Pierre Poilievre, le Trump des neiges

par Malik Henni |  publié le 10/01/2025

Après plus de neuf ans à la tête du Canada, Justin Trudeau a annoncé sa démission. Portrait de celui qui domine les sondages de près de 20 points, le chef du parti conservateur Pierre Poilievre. 

Pierre Poilievre, leader du parti conservateur du Canada, lors d'une conférence de presse à Ottawa, le 9 janvier 2025. (Photo de Dave Chan / AFP)

Élu à la Chambre dès ses 25 ans, le chef de l’opposition officielle est souvent décrit comme un « Trump à la sauce sirop d’érable » (l’expression est de l’ancienne ministre des Finances de Trudeau, Chrystia Freeland). Il en partage le style : volontiers dans l’outrance verbale, il avait été expulsé une journée du Parlement pour avoir traité le Premier ministre de « cinglé ». Ses slogans ne sont pas sans rappeler ceux du milliardaire républicain : « Canada first » ou encore « Cut the aid ».

Sur le fond, Pierre Poilievre ne brille pas non plus par ses propositions justes et mesurées : il veut ainsi couper les subventions des médias publics, augmenter la production de pétrole et de gaz pour en arrêter l’importation, soumettre la suppression de la taxe carbone à un référendum et démocratiser l’usage des cryptomonnaies « pour lutter contre l’inflation ». La responsable de cette dernière ne serait d’ailleurs nulle autre que la Banque du Canada, dont il souhaite supprimer le droit d’émettre les dollars canadiens, sans plus de précision. 

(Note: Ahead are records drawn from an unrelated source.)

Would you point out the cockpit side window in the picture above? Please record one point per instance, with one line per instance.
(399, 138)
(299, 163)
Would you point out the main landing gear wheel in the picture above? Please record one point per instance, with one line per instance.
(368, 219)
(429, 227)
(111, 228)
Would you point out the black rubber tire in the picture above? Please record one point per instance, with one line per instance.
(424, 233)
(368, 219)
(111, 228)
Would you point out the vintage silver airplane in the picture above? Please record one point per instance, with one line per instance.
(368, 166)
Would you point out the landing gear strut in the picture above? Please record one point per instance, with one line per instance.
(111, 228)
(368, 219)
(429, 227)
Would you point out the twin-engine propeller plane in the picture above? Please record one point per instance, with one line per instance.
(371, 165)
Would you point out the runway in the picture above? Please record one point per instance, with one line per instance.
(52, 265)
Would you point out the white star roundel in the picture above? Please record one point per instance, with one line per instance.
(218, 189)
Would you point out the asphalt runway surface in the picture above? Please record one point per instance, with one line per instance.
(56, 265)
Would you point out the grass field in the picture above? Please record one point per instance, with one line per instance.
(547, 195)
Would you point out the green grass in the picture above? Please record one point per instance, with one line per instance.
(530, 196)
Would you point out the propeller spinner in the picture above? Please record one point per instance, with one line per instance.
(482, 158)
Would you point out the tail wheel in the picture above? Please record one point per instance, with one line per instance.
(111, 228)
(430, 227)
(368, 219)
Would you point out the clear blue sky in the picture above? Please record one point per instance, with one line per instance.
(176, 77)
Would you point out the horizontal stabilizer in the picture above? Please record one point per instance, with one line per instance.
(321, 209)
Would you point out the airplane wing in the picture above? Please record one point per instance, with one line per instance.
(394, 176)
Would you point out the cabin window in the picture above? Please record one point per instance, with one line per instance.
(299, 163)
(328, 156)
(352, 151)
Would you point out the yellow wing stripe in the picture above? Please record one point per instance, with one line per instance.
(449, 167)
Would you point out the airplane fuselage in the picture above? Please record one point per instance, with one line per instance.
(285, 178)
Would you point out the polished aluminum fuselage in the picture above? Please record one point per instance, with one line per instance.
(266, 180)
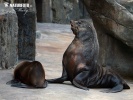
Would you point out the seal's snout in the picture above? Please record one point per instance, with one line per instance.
(71, 21)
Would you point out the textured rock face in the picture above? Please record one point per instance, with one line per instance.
(8, 37)
(113, 20)
(27, 31)
(65, 10)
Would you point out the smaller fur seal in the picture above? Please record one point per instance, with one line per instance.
(29, 74)
(80, 62)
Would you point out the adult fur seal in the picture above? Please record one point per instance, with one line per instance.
(29, 74)
(80, 62)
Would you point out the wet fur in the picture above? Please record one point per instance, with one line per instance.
(29, 75)
(80, 62)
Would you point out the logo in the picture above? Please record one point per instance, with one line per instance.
(18, 5)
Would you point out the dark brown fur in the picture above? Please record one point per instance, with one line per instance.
(80, 62)
(31, 74)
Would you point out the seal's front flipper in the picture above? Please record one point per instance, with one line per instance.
(12, 82)
(80, 80)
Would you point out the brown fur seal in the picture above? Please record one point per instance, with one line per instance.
(80, 62)
(29, 74)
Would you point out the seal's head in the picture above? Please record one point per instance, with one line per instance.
(79, 26)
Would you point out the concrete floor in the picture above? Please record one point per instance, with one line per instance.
(49, 50)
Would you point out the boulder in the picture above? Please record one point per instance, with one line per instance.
(113, 20)
(27, 30)
(8, 37)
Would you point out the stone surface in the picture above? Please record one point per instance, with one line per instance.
(50, 47)
(8, 37)
(65, 10)
(27, 31)
(113, 20)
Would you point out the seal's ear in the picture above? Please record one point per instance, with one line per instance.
(45, 84)
(20, 85)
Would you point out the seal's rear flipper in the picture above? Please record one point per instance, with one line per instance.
(57, 80)
(117, 88)
(20, 85)
(45, 84)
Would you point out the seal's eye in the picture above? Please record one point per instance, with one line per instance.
(79, 22)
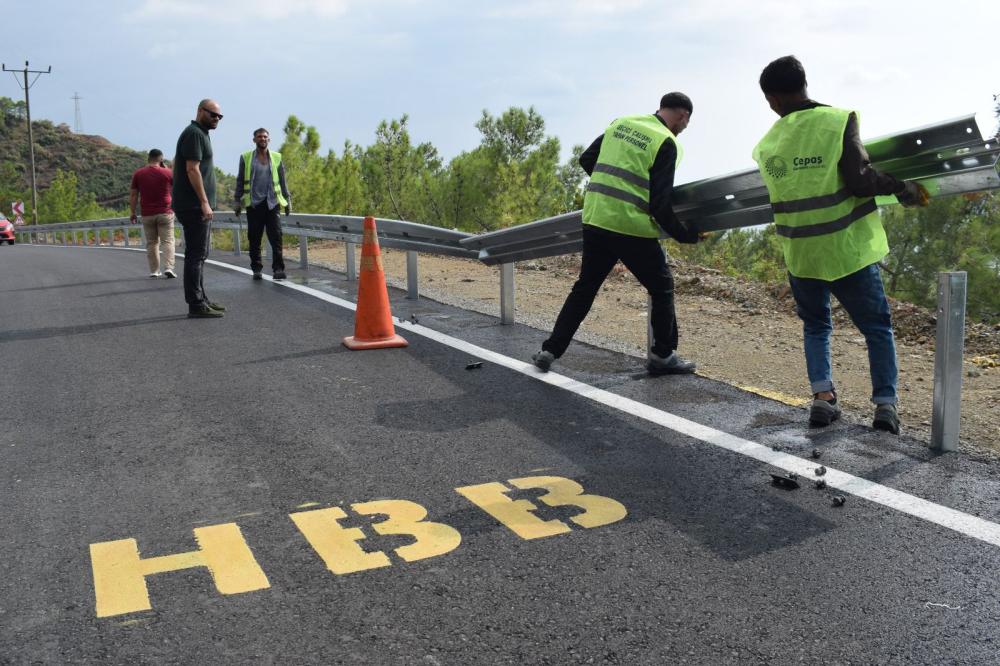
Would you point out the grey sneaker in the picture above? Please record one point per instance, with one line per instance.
(543, 360)
(886, 418)
(823, 412)
(671, 365)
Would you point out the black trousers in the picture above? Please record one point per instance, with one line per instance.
(645, 259)
(259, 219)
(197, 239)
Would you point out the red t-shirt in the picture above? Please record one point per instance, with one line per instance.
(154, 185)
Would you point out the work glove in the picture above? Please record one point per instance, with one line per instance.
(913, 195)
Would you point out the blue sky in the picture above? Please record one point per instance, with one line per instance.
(344, 65)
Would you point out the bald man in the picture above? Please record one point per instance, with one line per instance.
(193, 199)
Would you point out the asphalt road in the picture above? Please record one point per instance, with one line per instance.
(293, 472)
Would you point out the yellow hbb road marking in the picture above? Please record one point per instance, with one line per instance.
(120, 572)
(519, 517)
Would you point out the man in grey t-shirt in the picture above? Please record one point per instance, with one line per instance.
(261, 189)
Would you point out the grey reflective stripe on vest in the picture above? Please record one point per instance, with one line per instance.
(811, 203)
(625, 175)
(833, 226)
(615, 193)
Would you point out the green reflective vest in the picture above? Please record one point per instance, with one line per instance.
(275, 163)
(826, 232)
(617, 197)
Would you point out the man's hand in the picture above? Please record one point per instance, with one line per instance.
(913, 195)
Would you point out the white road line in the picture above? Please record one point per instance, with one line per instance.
(963, 523)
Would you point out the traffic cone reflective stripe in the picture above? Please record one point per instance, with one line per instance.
(373, 327)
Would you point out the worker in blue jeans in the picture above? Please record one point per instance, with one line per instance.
(822, 189)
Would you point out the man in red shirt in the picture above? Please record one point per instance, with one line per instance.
(153, 182)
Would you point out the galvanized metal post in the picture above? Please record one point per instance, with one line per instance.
(352, 267)
(507, 293)
(948, 352)
(412, 278)
(649, 323)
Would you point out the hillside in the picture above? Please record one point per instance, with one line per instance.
(101, 167)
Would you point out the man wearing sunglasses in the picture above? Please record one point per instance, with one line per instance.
(193, 200)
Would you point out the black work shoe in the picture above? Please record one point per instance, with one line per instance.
(543, 360)
(823, 412)
(203, 312)
(886, 418)
(671, 365)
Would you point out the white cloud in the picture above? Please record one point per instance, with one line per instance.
(239, 11)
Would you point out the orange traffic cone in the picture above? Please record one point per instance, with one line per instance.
(373, 327)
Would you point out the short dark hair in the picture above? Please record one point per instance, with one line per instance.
(676, 100)
(783, 76)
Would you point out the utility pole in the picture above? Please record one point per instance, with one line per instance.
(77, 122)
(31, 137)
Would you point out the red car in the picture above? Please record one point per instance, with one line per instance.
(6, 230)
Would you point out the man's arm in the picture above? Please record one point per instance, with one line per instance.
(661, 189)
(856, 167)
(194, 177)
(284, 188)
(133, 199)
(238, 194)
(588, 158)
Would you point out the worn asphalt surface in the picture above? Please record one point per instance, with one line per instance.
(123, 419)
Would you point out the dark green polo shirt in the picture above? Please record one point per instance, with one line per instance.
(193, 144)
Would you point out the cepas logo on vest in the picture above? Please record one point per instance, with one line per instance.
(776, 167)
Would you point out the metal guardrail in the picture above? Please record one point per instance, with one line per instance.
(952, 157)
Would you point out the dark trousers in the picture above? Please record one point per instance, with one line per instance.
(645, 259)
(197, 239)
(259, 219)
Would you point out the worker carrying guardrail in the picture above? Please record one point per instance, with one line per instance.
(822, 188)
(627, 201)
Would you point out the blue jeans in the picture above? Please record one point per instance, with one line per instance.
(863, 298)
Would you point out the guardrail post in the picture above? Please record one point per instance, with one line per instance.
(412, 277)
(949, 347)
(352, 265)
(507, 293)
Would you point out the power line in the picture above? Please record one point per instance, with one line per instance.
(31, 137)
(77, 122)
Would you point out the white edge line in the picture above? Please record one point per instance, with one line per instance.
(963, 523)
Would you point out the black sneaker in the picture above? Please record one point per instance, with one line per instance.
(543, 360)
(886, 418)
(670, 365)
(823, 412)
(203, 312)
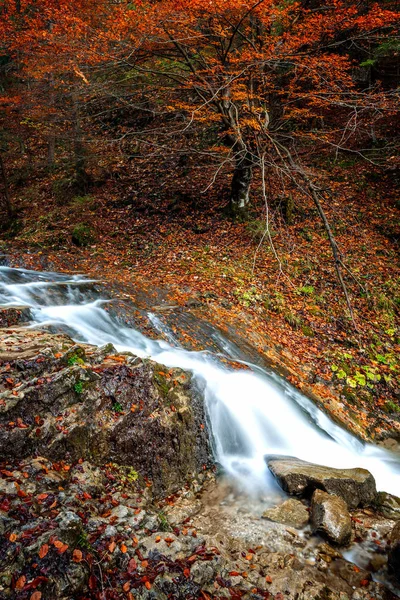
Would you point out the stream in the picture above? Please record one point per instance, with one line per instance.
(252, 412)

Sur les questions de société, Poilievre se démarque par un flou artistique aux couleurs « d’antiwoke ». Bien que plusieurs fois ministre, ses positions affichées ne vont pas plus loin que le simple slogan : c’est un pro du marketing. Dans un entretien d’une heure quarante avec le pape de cette mouvance, le canadien Jordan Peterson, il insiste sur sa volonté de revenir à des valeurs traditionnelles. Il avait notamment soutenu le « Convoi de la Liberté », ces centaines de camionneurs qui avaient occupé le centre-ville d’Ottawa pour s’opposer aux mesures anti-Covid. Concernant la question québécoise, il a tenu des propos inédits pour un élu fédéral. Voulant à tout prix réduire le poids de l’État dans l’économie, il assure ainsi : « Le Québec aura plus d’autonomie, quand je serai Premier ministre, que dans l’histoire du Canada ». 

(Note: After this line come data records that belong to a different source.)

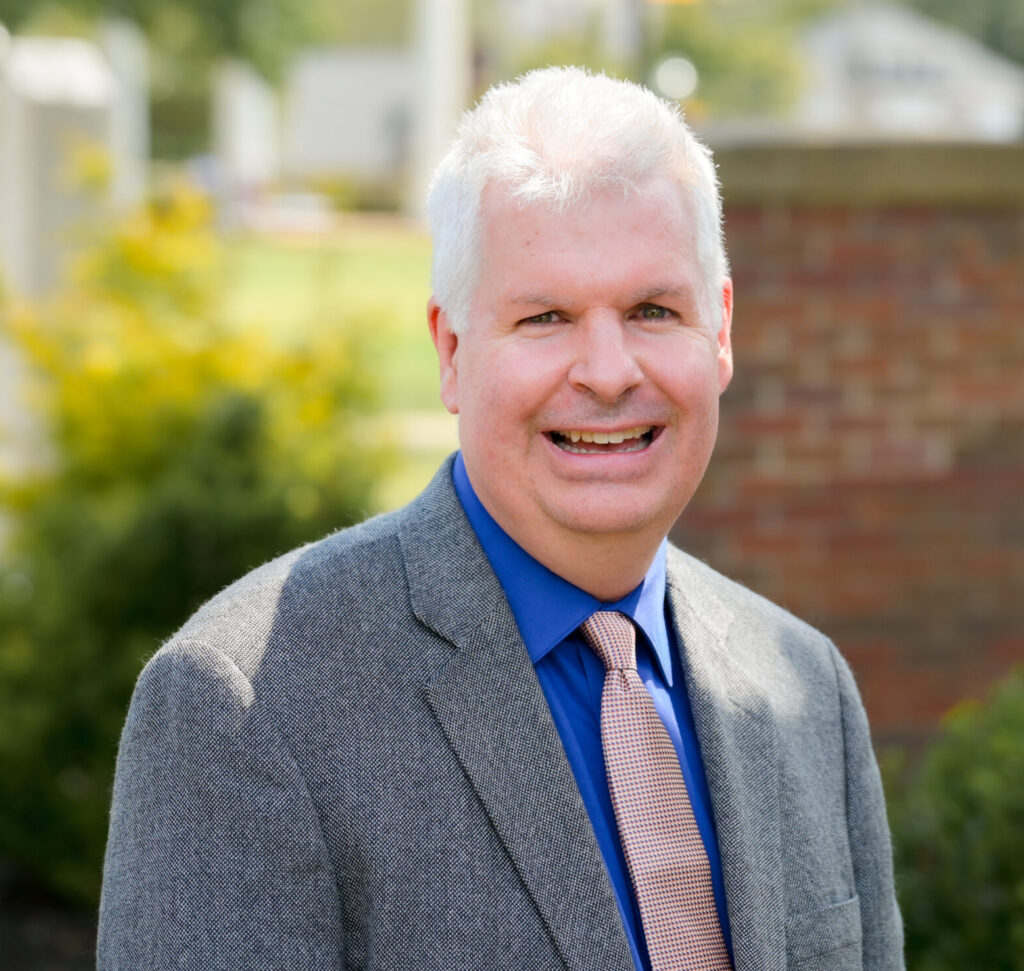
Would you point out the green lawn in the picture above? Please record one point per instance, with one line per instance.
(373, 273)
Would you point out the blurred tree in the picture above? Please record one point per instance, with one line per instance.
(183, 454)
(958, 837)
(997, 24)
(744, 50)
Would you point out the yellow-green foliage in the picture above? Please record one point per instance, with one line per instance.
(179, 452)
(958, 835)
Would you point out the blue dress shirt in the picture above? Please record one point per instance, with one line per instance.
(548, 610)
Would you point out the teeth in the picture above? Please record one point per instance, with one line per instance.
(605, 437)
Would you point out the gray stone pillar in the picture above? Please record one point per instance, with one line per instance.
(55, 94)
(125, 46)
(443, 76)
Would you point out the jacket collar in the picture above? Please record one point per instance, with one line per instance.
(488, 703)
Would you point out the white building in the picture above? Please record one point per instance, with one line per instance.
(881, 70)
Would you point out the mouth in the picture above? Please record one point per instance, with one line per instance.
(583, 441)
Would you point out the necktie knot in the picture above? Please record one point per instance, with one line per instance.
(613, 639)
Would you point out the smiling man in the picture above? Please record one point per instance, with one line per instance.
(510, 726)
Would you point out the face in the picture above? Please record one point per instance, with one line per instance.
(588, 379)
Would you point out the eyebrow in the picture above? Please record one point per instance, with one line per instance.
(643, 296)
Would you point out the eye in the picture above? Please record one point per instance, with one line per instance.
(651, 311)
(548, 317)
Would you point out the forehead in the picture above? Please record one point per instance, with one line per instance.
(610, 243)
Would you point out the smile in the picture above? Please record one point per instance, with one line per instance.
(601, 442)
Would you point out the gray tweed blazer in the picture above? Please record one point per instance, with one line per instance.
(345, 761)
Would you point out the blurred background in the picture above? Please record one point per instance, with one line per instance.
(213, 347)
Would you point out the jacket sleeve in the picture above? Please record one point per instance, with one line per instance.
(215, 857)
(868, 833)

Cependant, Poilievre, malgré les outrances qui peuvent le caractériser, mise avant tout sur le ras-le-bol d’une population canadienne soumise à une croissance en berne. Il souhaite attirer les investissements de Tesla – Elon Musk a par ailleurs montré son soutien à plusieurs reprises au conservateur sur son réseau social. Prudent, le probable futur Premier ministre n’a pas affiché de soutien à Donald Trump pendant la présidentielle américaine, mais assure qu’il trouvera un deal avec lui. Depuis, le milliardaire a parlé de son pays comme du potentiel « 51ème Etat » des Etats-Unis. De quoi rafraîchir la relation entre les deux hommes ? 

Quoi qu’il en soit, si les sondages se confirment et que Pierre Poilievre accède au pouvoir, le G7 ne comptera plus qu’un seul chef d’État ou de Gouvernement de centre-gauche, le britannique Keir Starmer, face à deux élus d’extrême-droite et quatre conservateurs ou libéraux.